En cette période du « tout-compétitivité » à Bruxelles, le jeu vidéo a un argument majeur, son poids économique. L’industrie pesait 19 milliards d’euros dans l’UE en 2022, selon ses lobbys. Elle fait figure de bon élève au sein des industries culturelles européennes, dont la Commission veut encourager la croissance, en principe plus facile dans ce secteur bien plus vertical que l’audiovisuel, qui lui est pris dans une multitude d’intérêts contradictoires (relire notre analyse).
Il a d’ailleurs fait son entrée dans le « Media Outlook » de la Commission, l’état des lieux des industries culturelles, en 2023. Il occupe désormais un tiers de la seconde édition, publiée début septembre, au même niveau que l’industrie audiovisuelle. Désormais, l’exécutif lui prépare une stratégie industrielle, réclamée par les États européens et menée par la direction générale chargée du numérique, la DG Connect.

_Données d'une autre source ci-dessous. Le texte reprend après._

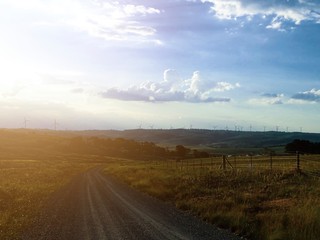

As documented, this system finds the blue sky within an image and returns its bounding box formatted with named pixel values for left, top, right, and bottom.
left=0, top=0, right=320, bottom=132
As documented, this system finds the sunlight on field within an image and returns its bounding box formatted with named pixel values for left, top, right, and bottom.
left=0, top=155, right=100, bottom=240
left=105, top=156, right=320, bottom=240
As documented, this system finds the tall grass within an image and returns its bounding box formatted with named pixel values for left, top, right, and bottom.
left=105, top=160, right=320, bottom=240
left=0, top=154, right=100, bottom=240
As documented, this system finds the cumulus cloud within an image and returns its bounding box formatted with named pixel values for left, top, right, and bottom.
left=249, top=93, right=284, bottom=105
left=201, top=0, right=320, bottom=30
left=100, top=69, right=240, bottom=102
left=291, top=89, right=320, bottom=103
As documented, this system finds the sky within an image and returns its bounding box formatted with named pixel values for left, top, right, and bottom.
left=0, top=0, right=320, bottom=132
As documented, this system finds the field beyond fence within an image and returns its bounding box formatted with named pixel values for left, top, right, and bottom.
left=146, top=153, right=320, bottom=177
left=105, top=154, right=320, bottom=240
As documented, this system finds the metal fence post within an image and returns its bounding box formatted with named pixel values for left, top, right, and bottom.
left=296, top=151, right=301, bottom=172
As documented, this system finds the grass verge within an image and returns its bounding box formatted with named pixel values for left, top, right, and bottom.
left=0, top=154, right=101, bottom=240
left=105, top=160, right=320, bottom=240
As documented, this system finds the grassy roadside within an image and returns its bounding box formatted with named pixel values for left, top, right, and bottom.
left=105, top=160, right=320, bottom=240
left=0, top=154, right=101, bottom=240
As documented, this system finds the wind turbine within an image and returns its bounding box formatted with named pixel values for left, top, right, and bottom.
left=23, top=118, right=30, bottom=128
left=53, top=119, right=59, bottom=131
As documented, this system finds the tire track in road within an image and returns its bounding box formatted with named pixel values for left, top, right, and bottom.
left=22, top=168, right=240, bottom=240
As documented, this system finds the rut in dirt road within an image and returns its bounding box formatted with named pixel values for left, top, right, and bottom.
left=22, top=169, right=240, bottom=240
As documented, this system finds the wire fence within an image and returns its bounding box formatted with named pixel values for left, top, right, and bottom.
left=150, top=153, right=320, bottom=177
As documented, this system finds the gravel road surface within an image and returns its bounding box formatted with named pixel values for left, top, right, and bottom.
left=22, top=169, right=240, bottom=240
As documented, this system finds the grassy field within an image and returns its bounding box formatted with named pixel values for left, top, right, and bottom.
left=0, top=153, right=103, bottom=240
left=105, top=156, right=320, bottom=240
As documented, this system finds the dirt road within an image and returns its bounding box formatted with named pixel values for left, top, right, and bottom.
left=22, top=169, right=240, bottom=240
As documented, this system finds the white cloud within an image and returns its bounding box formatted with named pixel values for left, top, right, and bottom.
left=2, top=0, right=161, bottom=44
left=249, top=93, right=284, bottom=105
left=291, top=89, right=320, bottom=103
left=101, top=69, right=240, bottom=102
left=201, top=0, right=320, bottom=30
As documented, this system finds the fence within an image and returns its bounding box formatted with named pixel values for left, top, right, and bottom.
left=149, top=153, right=320, bottom=177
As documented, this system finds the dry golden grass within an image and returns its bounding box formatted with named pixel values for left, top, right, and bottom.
left=105, top=160, right=320, bottom=240
left=0, top=153, right=101, bottom=240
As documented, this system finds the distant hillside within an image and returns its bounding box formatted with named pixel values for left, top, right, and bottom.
left=73, top=129, right=320, bottom=148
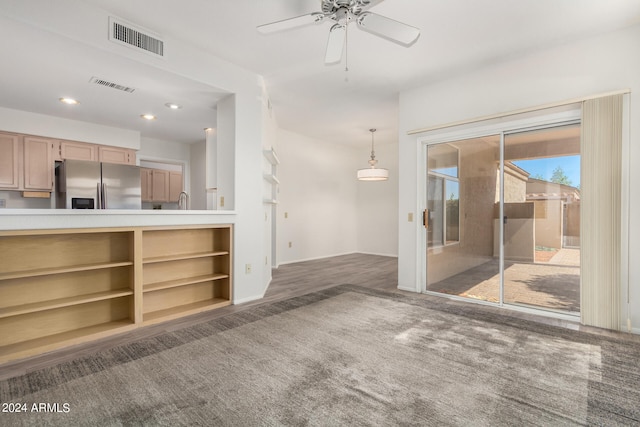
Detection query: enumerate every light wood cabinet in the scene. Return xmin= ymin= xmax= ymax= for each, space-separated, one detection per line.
xmin=0 ymin=133 xmax=54 ymax=192
xmin=0 ymin=133 xmax=20 ymax=190
xmin=140 ymin=168 xmax=153 ymax=202
xmin=151 ymin=169 xmax=169 ymax=202
xmin=169 ymin=171 xmax=182 ymax=203
xmin=0 ymin=224 xmax=233 ymax=363
xmin=0 ymin=230 xmax=134 ymax=362
xmin=24 ymin=136 xmax=54 ymax=191
xmin=98 ymin=145 xmax=136 ymax=165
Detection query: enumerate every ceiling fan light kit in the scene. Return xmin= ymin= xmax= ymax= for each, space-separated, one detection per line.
xmin=357 ymin=129 xmax=389 ymax=181
xmin=257 ymin=0 xmax=420 ymax=64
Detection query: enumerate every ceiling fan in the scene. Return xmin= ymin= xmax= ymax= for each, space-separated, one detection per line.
xmin=257 ymin=0 xmax=420 ymax=64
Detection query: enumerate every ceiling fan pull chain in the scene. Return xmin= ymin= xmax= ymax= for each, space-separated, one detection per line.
xmin=344 ymin=22 xmax=349 ymax=83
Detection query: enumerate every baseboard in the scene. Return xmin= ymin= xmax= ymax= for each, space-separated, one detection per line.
xmin=275 ymin=251 xmax=398 ymax=268
xmin=354 ymin=252 xmax=398 ymax=258
xmin=233 ymin=292 xmax=268 ymax=305
xmin=278 ymin=252 xmax=359 ymax=267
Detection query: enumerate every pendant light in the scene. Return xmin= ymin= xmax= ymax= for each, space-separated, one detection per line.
xmin=358 ymin=129 xmax=389 ymax=181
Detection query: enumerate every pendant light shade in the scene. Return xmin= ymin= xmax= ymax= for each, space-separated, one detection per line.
xmin=358 ymin=129 xmax=389 ymax=181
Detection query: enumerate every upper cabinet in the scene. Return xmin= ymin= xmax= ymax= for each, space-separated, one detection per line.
xmin=0 ymin=133 xmax=54 ymax=192
xmin=98 ymin=145 xmax=136 ymax=165
xmin=24 ymin=136 xmax=54 ymax=191
xmin=0 ymin=133 xmax=21 ymax=190
xmin=0 ymin=132 xmax=139 ymax=192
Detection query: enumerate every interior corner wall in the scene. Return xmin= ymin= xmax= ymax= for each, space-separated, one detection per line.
xmin=358 ymin=143 xmax=398 ymax=256
xmin=276 ymin=129 xmax=358 ymax=264
xmin=189 ymin=141 xmax=207 ymax=210
xmin=398 ymin=25 xmax=640 ymax=333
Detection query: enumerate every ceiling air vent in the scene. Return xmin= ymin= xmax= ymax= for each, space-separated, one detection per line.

Cette dernière est ce qui se rapproche le plus d’un allié au sein de la Commission. Son unité « audiovisuel » connaît bien le secteur, et l’envisage avant tout sous l’angle industriel. L’industrie discute aussi avec les directions générales de la concurrence (Comp) et du marché intérieur (Grow). Les relations sont plus froides avec celle de la justice, focalisée sur la protection des consommateurs sans considérations industrielles. La raideur des positions de chaque côté décourage le dialogue entre l’industrie et ceux qui comptent désormais les réguler, selon certains interlocuteurs.
Pourtant, l’exécutif n’est pas prêt à stopper la régulation pour protéger son économie. « Une régulation sur le jeu vidéo protège les consommateurs européens, mais n’empêche pas les sociétés européennes comme Ubisoft de faire du profit sur d’autres territoires moins protégés », résume une source européenne.